A longtime math teacher is being taken up on tenure charges for confronting an 11-year-old student for throwing a snowball from a school bus striking his car, according to charging documents filed by the district.
Nathaniel Gerson blew his horn at the bus and motioned for it to stop after the “melting snowball” hit his car on Route 20 North by the Fair Lawn Avenue Bridge. He pulled his vehicle in front of the school bus and forced the bus to halt in middle of Route 20, according to charging documents.
Gerson exited his car, walked to the entrance of the bus, and banged on the door until allowed inside. Once inside, Gerson, in front of 37 youngsters from the Don Bosco Middle School, began hunting for the boy, “Where is the mother f– who threw that snowball?”
Gerson located the student after aggressively shoving an 11-year-old girl out of his path inside the bus. He grabbed the boy by the neck and arm. Then pulled him out of his seat and forced the boy to the floor of the bus, according to the charging documents.
“Are you f– crazy! Why the f– did you hit my car!” Gerson, who was assigned as a math teacher at the Don Bosco Middle School in 2016-17 school year, shouted at the boy. Several times, Gerson struck the boy on the head, according to the charging documents.
The young boy began to cry in front of his peers as a result of the Feb. 13, 2017 incident.
A concerned teacher saw the bus stopped in middle of the highway. She pulled over her car to see what was the matter. She observed Gerson on top of the boy, according to the charging documents.
“Whatever it was,” that Gerson was doing, Maria Colon, told district investigators, “it wasn’t right.”
Gerson appears to acknowledge the actions against the young boy and his behavior that day “wasn’t right.”
“I do realize I should have handled the matter differently,” Gerson wrote in a document response to the charges against him. In that document, he appears to take exception to some of the content of the charging documents describing them as “mischaracterizations.”
Gerson’s attorney Jerry Tanenbaum of Mattleman, Weinroth & Miller could not immediately be reached for comments on Monday afternoon.
Gerson claimed the incident resulted from the “extremely dangerous behavior of a student who had created a life-threatening situation” by throwing “a block of ice” on his windshield that “nearly” resulted in him driving off the road.

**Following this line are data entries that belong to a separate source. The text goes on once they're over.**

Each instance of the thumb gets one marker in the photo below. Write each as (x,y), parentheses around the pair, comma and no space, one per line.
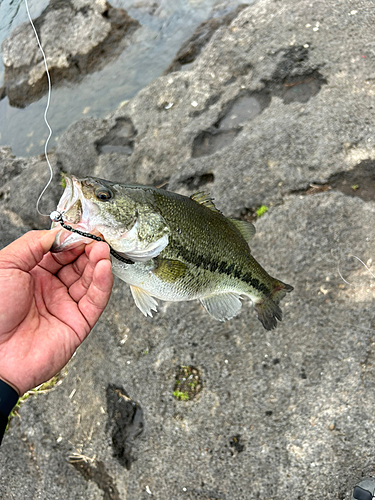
(26,252)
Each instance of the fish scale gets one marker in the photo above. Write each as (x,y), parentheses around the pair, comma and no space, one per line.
(182,248)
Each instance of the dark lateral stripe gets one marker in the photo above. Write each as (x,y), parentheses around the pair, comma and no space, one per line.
(222,267)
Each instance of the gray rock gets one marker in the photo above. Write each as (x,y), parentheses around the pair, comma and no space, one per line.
(276,110)
(191,49)
(25,179)
(78,36)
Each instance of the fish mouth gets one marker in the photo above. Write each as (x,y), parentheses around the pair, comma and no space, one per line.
(77,212)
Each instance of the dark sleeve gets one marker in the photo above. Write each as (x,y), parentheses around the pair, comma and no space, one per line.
(8,399)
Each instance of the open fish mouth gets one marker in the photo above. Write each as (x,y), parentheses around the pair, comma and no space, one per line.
(77,213)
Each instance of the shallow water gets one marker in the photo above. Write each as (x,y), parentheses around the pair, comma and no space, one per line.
(165,25)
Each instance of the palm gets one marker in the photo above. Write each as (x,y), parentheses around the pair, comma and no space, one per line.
(49,311)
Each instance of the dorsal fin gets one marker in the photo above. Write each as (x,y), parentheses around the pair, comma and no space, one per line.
(203,198)
(247,229)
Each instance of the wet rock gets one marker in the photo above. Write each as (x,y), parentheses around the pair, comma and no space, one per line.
(281,414)
(78,36)
(191,49)
(25,179)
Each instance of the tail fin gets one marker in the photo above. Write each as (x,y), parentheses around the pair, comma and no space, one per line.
(268,310)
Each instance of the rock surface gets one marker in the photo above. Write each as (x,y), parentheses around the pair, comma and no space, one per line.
(277,109)
(78,36)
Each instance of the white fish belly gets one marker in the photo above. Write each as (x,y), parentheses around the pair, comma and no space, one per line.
(140,275)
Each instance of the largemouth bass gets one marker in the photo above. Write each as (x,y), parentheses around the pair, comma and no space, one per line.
(181,248)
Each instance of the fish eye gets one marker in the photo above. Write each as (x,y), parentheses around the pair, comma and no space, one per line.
(103,194)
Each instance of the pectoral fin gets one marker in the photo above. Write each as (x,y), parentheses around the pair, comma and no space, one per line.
(222,306)
(169,270)
(143,300)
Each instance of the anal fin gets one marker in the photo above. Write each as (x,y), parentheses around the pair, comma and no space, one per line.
(143,300)
(222,306)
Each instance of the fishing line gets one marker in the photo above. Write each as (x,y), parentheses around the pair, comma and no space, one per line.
(368,269)
(45,112)
(58,217)
(55,215)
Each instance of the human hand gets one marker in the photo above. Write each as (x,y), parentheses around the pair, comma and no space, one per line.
(48,305)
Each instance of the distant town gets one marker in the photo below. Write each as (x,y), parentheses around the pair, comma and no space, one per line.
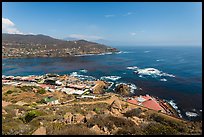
(22,46)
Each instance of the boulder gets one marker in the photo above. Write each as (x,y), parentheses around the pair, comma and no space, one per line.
(99,87)
(116,105)
(96,129)
(90,114)
(123,89)
(40,131)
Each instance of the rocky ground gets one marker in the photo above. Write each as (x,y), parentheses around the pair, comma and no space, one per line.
(23,114)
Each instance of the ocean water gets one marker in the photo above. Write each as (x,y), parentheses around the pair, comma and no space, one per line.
(171,73)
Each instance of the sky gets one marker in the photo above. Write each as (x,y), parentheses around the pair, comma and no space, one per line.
(118,23)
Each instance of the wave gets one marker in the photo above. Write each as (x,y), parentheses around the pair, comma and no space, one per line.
(191,114)
(147,51)
(160,60)
(133,87)
(174,105)
(112,78)
(163,79)
(132,68)
(149,71)
(83,70)
(123,52)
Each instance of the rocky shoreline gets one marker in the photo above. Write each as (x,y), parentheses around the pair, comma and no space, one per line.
(64,105)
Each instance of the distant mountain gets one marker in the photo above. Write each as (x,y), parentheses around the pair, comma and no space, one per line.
(70,39)
(31,44)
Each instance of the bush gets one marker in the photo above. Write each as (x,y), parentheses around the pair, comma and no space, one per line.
(97,110)
(56,129)
(30,116)
(159,129)
(133,112)
(179,126)
(41,91)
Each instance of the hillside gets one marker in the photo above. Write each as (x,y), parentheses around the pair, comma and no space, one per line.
(106,115)
(17,45)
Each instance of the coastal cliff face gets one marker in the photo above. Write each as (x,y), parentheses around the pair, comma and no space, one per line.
(17,45)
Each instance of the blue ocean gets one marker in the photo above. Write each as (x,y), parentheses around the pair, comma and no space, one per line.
(171,73)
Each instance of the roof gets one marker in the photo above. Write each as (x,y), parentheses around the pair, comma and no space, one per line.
(152,104)
(140,99)
(133,101)
(49,99)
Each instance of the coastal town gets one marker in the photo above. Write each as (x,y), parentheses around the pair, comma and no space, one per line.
(83,89)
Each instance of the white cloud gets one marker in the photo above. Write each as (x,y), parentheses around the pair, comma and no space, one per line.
(137,32)
(85,37)
(110,15)
(9,27)
(128,13)
(133,33)
(7,22)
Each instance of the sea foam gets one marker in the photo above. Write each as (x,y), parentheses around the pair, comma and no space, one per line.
(173,104)
(150,71)
(83,70)
(132,87)
(112,78)
(191,114)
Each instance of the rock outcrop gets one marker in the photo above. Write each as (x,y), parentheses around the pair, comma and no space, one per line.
(40,131)
(123,89)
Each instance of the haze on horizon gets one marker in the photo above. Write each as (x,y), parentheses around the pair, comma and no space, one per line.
(116,23)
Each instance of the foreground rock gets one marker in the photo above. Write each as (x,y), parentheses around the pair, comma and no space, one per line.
(123,89)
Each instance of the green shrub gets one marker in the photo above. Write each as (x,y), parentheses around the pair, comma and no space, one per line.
(42,101)
(30,116)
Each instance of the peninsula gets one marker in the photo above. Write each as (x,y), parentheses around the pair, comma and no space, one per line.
(23,46)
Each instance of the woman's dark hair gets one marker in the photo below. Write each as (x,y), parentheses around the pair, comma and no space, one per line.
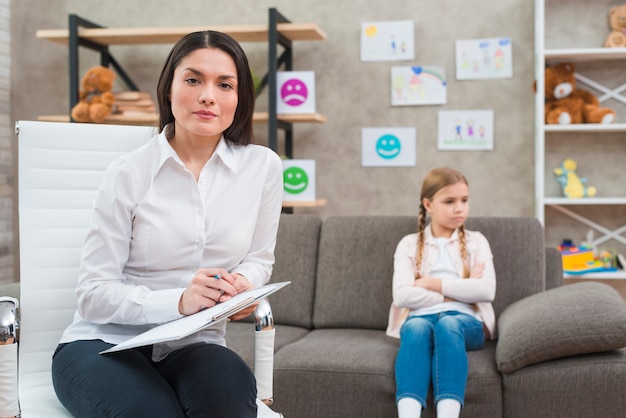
(240,131)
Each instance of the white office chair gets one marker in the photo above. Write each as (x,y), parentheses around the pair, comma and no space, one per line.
(59,171)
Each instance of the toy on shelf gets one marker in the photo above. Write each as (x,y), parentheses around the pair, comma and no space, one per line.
(617,21)
(565,104)
(95,99)
(572,185)
(581,260)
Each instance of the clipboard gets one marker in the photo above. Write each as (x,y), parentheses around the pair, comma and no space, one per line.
(180,328)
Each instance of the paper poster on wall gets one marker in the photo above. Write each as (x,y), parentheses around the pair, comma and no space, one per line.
(478,59)
(387,41)
(465,130)
(418,86)
(295,92)
(388,147)
(298,180)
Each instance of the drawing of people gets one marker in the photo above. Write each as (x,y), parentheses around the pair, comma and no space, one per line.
(470,128)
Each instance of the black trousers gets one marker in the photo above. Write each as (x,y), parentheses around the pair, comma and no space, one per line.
(200,380)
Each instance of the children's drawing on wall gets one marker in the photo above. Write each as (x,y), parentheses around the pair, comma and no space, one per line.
(388,147)
(418,86)
(387,41)
(478,59)
(465,130)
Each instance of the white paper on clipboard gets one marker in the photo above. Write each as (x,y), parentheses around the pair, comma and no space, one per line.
(180,328)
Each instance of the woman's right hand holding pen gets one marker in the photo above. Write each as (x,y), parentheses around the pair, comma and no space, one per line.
(207,288)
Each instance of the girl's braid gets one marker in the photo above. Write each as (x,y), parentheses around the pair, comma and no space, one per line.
(463,251)
(421,225)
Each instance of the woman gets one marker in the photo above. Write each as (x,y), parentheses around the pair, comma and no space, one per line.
(443,286)
(180,224)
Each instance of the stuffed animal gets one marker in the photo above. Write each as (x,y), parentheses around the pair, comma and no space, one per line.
(617,21)
(572,185)
(565,104)
(95,96)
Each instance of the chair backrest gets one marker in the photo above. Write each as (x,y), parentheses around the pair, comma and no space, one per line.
(60,166)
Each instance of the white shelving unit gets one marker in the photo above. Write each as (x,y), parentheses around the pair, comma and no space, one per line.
(578,135)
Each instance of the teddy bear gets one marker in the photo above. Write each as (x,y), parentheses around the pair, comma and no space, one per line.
(572,185)
(617,22)
(95,96)
(565,104)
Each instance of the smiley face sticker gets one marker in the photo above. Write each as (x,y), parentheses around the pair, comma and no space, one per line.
(388,146)
(295,180)
(392,146)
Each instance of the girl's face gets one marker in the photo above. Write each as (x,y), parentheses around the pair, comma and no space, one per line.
(448,209)
(204,93)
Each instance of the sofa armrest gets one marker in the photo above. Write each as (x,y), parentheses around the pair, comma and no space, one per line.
(554,268)
(264,334)
(9,405)
(574,319)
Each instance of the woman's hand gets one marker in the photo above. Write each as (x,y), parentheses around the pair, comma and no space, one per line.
(242,284)
(207,288)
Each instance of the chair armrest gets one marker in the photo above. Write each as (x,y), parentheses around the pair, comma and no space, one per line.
(264,351)
(9,405)
(554,268)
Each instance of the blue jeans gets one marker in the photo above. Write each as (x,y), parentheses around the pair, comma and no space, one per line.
(434,348)
(200,380)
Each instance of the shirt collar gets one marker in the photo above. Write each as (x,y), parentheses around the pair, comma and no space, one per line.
(430,239)
(224,151)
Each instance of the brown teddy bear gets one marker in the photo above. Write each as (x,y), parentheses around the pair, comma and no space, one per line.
(95,96)
(617,21)
(565,104)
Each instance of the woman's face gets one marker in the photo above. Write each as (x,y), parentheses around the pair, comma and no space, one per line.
(204,93)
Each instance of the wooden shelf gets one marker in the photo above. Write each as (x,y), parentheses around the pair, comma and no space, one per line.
(587,127)
(169,35)
(308,204)
(263,117)
(152,119)
(584,201)
(609,275)
(584,54)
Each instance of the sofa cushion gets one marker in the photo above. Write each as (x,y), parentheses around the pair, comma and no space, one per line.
(518,250)
(355,270)
(574,319)
(296,260)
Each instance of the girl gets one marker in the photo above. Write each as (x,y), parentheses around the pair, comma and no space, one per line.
(443,284)
(182,223)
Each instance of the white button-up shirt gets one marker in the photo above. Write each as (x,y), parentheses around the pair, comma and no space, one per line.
(153,226)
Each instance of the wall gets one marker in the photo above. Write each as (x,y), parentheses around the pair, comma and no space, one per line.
(6,151)
(351,93)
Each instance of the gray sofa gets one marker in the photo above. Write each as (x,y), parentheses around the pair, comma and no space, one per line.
(333,358)
(558,352)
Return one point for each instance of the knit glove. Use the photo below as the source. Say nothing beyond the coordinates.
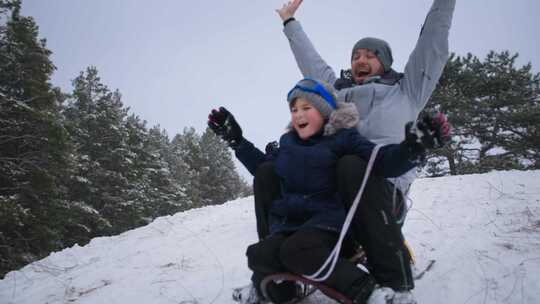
(223, 124)
(432, 131)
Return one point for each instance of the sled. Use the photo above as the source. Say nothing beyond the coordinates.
(308, 287)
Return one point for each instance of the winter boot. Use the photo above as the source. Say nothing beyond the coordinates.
(403, 297)
(362, 289)
(382, 295)
(386, 295)
(247, 295)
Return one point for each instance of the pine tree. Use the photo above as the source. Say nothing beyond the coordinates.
(97, 123)
(32, 145)
(494, 109)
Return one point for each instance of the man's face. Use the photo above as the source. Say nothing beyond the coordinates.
(364, 64)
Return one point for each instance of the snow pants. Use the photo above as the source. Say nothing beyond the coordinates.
(304, 252)
(374, 225)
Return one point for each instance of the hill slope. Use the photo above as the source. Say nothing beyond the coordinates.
(482, 230)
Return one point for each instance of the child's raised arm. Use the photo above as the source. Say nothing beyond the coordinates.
(287, 10)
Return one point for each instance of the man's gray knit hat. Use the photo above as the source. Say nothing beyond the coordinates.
(319, 93)
(377, 46)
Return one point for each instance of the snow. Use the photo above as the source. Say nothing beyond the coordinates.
(482, 230)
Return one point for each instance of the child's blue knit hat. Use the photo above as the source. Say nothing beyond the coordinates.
(319, 93)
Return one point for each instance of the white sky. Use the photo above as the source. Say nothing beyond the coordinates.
(173, 61)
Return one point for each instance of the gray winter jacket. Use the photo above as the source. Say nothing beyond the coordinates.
(385, 107)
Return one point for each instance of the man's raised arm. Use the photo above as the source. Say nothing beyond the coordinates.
(308, 59)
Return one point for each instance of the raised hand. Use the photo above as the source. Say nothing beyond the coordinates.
(223, 124)
(287, 10)
(432, 131)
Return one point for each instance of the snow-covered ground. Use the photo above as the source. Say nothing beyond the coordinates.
(482, 230)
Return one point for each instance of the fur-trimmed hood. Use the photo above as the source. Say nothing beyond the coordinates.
(344, 117)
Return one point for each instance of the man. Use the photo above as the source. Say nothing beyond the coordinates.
(386, 100)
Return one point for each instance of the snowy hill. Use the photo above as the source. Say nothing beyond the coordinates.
(482, 230)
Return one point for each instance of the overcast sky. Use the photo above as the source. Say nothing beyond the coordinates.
(173, 61)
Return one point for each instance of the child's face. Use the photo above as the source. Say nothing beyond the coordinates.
(305, 118)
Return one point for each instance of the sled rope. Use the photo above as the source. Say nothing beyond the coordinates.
(334, 255)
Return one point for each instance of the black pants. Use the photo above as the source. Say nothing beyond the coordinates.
(374, 226)
(303, 252)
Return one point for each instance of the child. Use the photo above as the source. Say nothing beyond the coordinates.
(306, 220)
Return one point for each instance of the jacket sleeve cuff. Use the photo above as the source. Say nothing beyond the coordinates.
(287, 21)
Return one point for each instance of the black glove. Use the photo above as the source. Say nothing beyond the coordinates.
(345, 80)
(439, 127)
(222, 122)
(432, 131)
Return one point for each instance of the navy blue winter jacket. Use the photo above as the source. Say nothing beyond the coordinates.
(307, 172)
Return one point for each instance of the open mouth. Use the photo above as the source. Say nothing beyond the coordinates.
(361, 74)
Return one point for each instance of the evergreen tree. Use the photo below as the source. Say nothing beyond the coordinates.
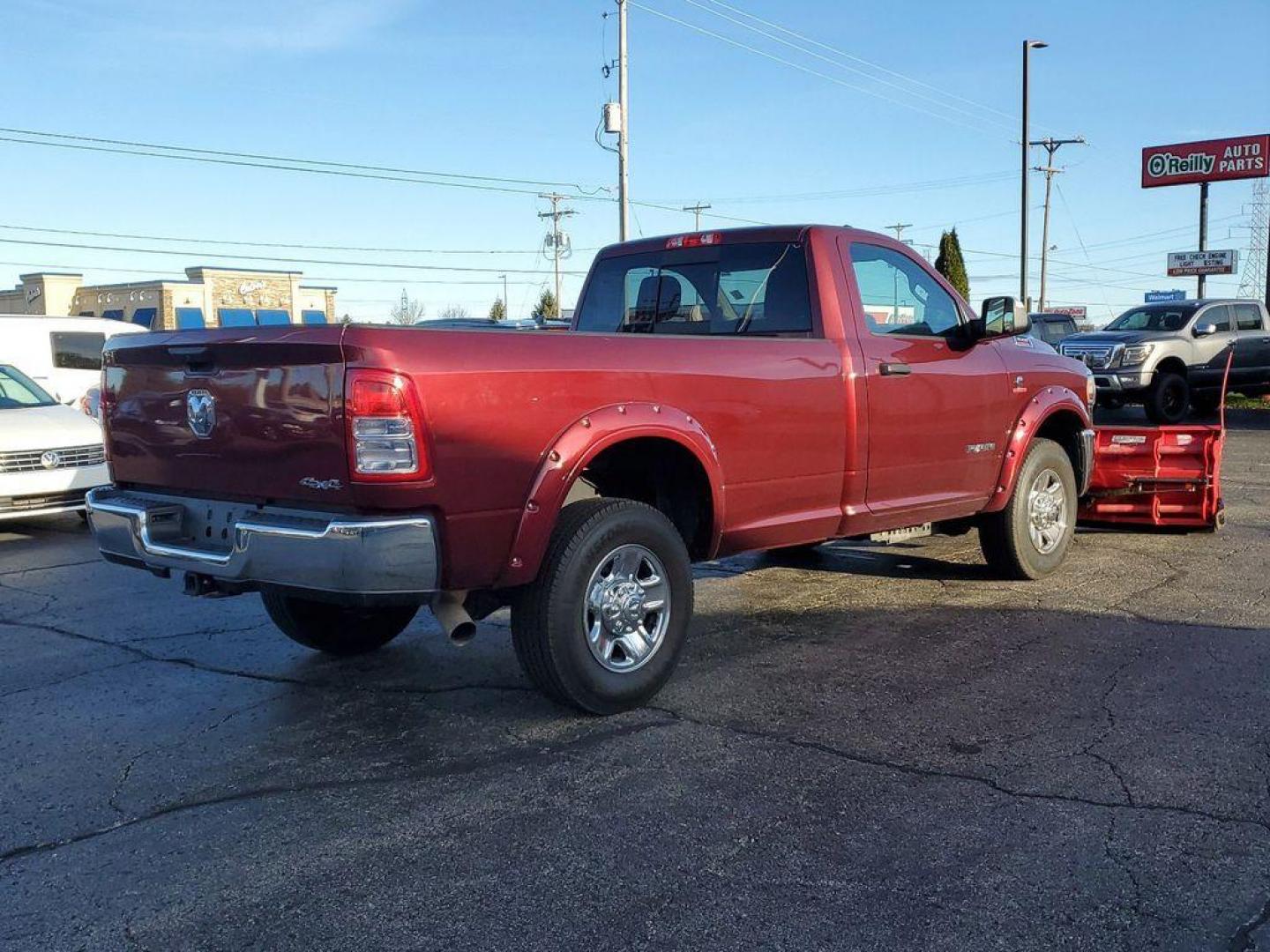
(952, 264)
(546, 306)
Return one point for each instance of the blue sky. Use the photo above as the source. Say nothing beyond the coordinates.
(514, 89)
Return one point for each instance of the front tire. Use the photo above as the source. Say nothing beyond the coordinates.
(335, 629)
(1029, 539)
(602, 626)
(1169, 398)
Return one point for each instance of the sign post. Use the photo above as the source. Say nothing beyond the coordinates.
(1209, 160)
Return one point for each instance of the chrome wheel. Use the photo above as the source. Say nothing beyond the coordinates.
(628, 608)
(1047, 512)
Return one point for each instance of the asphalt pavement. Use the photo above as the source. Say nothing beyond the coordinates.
(871, 747)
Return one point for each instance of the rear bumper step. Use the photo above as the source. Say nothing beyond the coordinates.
(305, 550)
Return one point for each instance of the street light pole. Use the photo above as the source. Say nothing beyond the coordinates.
(1029, 45)
(624, 111)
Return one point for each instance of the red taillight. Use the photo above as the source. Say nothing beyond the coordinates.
(385, 427)
(705, 238)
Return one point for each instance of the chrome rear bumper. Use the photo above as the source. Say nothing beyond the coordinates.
(254, 546)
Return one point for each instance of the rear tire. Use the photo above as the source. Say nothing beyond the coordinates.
(335, 629)
(602, 626)
(1030, 537)
(1169, 398)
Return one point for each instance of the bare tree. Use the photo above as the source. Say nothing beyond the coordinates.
(407, 310)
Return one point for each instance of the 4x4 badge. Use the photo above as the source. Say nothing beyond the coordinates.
(201, 413)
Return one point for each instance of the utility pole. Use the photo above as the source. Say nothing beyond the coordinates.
(1203, 234)
(556, 215)
(624, 133)
(696, 212)
(1029, 45)
(1052, 146)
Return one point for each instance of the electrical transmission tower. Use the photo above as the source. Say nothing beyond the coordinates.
(1256, 267)
(557, 240)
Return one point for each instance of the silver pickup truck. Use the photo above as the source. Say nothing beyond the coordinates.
(1172, 355)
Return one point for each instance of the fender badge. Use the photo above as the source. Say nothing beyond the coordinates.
(312, 482)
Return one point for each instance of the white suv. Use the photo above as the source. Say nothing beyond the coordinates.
(49, 455)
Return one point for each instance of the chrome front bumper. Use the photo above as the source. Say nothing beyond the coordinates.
(256, 546)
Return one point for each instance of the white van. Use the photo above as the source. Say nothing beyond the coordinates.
(61, 354)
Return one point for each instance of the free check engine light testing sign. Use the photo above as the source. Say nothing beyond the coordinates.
(1211, 160)
(1192, 263)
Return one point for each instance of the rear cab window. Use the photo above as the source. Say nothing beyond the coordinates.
(900, 296)
(77, 351)
(1247, 316)
(756, 290)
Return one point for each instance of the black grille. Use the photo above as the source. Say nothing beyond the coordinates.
(20, 504)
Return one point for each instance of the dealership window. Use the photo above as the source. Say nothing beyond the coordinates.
(77, 351)
(190, 317)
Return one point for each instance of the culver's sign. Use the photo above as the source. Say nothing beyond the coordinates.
(1212, 160)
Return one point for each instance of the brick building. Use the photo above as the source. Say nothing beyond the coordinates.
(210, 297)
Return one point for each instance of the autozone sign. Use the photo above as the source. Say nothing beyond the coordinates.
(1211, 160)
(1192, 263)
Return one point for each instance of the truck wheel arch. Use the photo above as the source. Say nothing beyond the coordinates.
(1054, 413)
(580, 444)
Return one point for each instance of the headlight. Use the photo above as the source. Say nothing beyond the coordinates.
(1136, 353)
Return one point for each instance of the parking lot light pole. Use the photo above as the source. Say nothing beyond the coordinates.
(1029, 45)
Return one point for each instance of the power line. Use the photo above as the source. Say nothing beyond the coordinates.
(288, 260)
(342, 279)
(865, 63)
(800, 68)
(340, 173)
(871, 190)
(834, 63)
(280, 244)
(360, 167)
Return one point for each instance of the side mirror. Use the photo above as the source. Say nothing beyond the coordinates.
(1001, 317)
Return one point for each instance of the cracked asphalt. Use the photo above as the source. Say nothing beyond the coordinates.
(870, 747)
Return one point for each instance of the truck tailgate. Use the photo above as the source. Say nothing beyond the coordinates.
(253, 413)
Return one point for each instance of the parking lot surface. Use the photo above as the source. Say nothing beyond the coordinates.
(870, 747)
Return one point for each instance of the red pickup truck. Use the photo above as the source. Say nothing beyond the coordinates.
(718, 392)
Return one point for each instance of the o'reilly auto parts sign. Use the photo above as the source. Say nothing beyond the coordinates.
(1183, 264)
(1212, 160)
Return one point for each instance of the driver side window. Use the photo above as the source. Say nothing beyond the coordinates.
(898, 296)
(1218, 316)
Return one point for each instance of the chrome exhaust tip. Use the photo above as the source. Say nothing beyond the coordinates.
(447, 607)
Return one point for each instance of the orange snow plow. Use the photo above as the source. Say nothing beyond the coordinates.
(1157, 476)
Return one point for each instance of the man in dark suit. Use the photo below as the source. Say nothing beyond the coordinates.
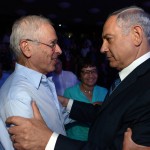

The math teacher was driving behind the school bus. A boy tossed what the district calls a snowball and what he calls a “block of ice” from the rear window of the school bus. He also claims to not have banged on the bus door because the driver immediately allowed him in. The driver recognized the teacher and opened the bus door, according to officials.
The student was belligerent, according to Gerson. “He turned his back to me and refused to turn around when I told him to so that I could visually identify him. He was verbally combative and was cursing at me,” he wrote. He admitted to putting his hands on the student. He wrote the student fell because the floor was wet “probably from the ice and snow he had more of on the bus.”
Gerson says he was never on top of the student.
“I undertook my actions out of concern for safety, and in [a] way caused [an] unsafe situation myself,” wrote Gerson in his document.
Gerson’s document says he did not harm the boy citing an investigation by the New Jersey Institutional Abuse Investigation Unit.
Gerson views the district’s move to strip him of tenure to terminate him as “misplaced and overtly extreme.” For 18 years, 15 with tenure, Gerson taught at the district.
“In all that time, I have never even been accused, let alone found, to have acted in any way with students or administrators other than in [an] exemplary fashion,” Gerson wrote. “Throughout those many years of service, I have often been rated as exceeds expectation or highly effective by my superiors.”
His latest evaluation earned him a highly effective 4.0 score, according to his response to the charges. His salary was $70,500.
School board members reviewed the case in a closed-door meeting and certified tenure charges last week.
Gerson is charged with conduct unbecoming including inappropriate use of physical force, physical contact with students, improper corporal punishment, inappropriate language, and putting students at risk of harm. He was placed in the rubber room pending an investigation of the incident. He is presently suspended without pay, according to school officials.